Representatives of the American consulting firms Nathan Associates and J.E. Austin visited various Croatian business newspapers’ editors three years ago, announcing they would found institutions and programs to “promote dialogue between the private and public sectors” to make Croatia an important player in global competition. It all seemed just another familiar story: consultants would snatch money from USAID, hold several conferences, draft documents, and everything would be lost in a governmental maze or a labyrinth of domestic business associations.

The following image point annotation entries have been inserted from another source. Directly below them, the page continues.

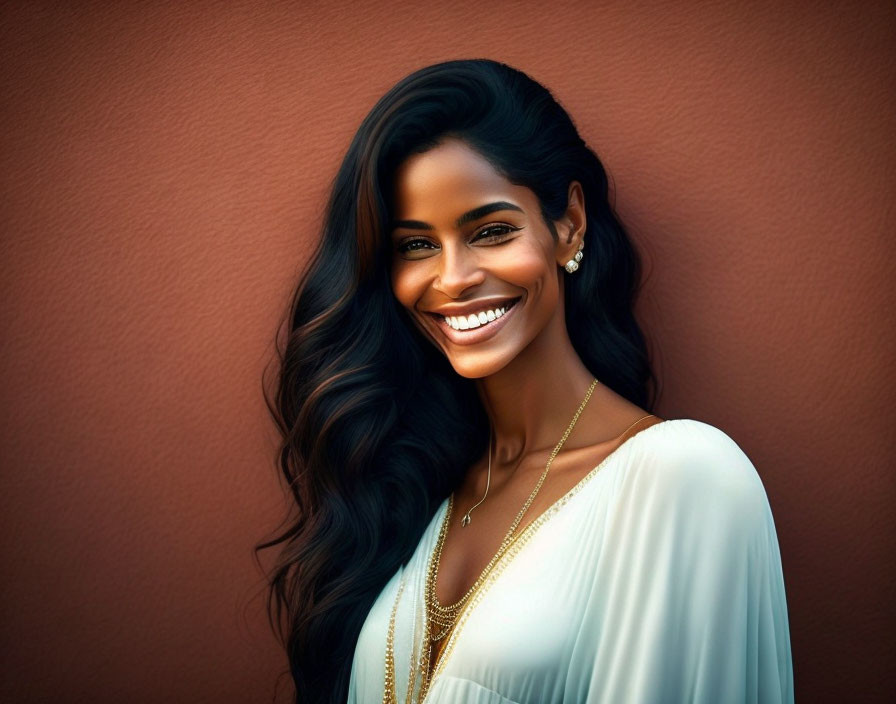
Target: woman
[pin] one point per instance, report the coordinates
(487, 510)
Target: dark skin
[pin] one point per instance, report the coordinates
(529, 376)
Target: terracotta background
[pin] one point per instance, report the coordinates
(164, 168)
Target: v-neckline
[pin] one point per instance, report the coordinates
(514, 547)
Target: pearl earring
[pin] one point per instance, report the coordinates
(573, 264)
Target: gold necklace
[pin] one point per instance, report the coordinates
(444, 617)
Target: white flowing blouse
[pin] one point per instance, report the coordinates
(656, 578)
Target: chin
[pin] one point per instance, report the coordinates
(474, 366)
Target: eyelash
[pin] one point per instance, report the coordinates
(405, 246)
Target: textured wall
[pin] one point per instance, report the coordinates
(164, 168)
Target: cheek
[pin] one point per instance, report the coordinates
(406, 287)
(530, 267)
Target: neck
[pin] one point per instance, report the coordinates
(531, 401)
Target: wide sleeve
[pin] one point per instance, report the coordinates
(723, 571)
(688, 601)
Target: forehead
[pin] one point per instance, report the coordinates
(450, 179)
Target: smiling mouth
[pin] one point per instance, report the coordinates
(478, 323)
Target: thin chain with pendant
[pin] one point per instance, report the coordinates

But the project indeed seems promising. Some fifteen business executives (Covic, Lukovic, Mudrinic, Marinac, Adrovic, Radman, Vedriš…) are seriously involved in the Business Competitiveness Council. The National Competitiveness Council, including not only businessmen but also representatives from the Government, unions, and academia, is active.
Amazingly, the Competitiveness Initiative has managed to achieve what certain governmental or business institutions haven’t been able to achieve in years. Having sold a similar project in some tens of countries, the consultants managed to eliminate distrust between the business world, the Government, unions, and academia.

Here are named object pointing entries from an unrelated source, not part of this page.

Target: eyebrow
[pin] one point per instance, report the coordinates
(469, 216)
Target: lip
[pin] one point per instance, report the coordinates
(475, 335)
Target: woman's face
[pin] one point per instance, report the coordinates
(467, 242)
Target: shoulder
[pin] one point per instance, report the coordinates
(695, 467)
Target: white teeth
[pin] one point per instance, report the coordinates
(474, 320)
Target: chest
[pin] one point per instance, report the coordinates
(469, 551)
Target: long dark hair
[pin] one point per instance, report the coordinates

For example, the creation of “clusters,” which unite Croatian manufacturers to produce quality brands and increase exports, was talked about for years. “Cluster” became discredited by its constant (verbal) use. But the Competitiveness Initiative recently completed competitiveness strategies for the wood and tourism industries after only several months.
And the strategies are not only declaratory, but concrete and fed by an unimaginable amount of courage in Croatian terms. Goals have been quantified and, amazingly, have precise implementation deadlines.
The public is amazed by the wood industry cluster’s goal of increasing the manufacture of furniture in Croatia by 20 times by the year 2010, and of tripling the number of employees in the sector, from 12.500 to 40.000. Those avoiding public disclosure of business objectives are already maliciously awaiting the downfall of these ambitious plans. But, if the engaged parties manage to survive, it would be an excellent incentive for all who would like to do something concrete, not merely declaratory.
The tourism development strategy, which sets a goal of tripling consumption per guest, is similar. The force underlying this strategy is an association of small domestic hoteliers, who wish to become competitive with foreign players.
The Competitiveness Initiative could be particularly important as a test for leading Croatian businessmen, who will have to prove whether they can act as an establishment that can help Croatia move in the right direction, or whether they can only do good business in the companies they head while in their free time lecturing ministers on what should be done.
The first big test will be the announced publication of the first annual Croatian Competitiveness Report at the end of May. There has almost been no independent research in recent years that objectively analyzes Croatia's catastrophic export-results.
The Croatian Competitiveness Initiative seems like a light at the end of a tunnel. If even this recipe doesn’t prove fruitful in galvanizing the future creators of economic policy (through different macroeconomic policy), Croatia will indeed be condemned to suffer painful lessons like those already suffered by Turkey and Argentina.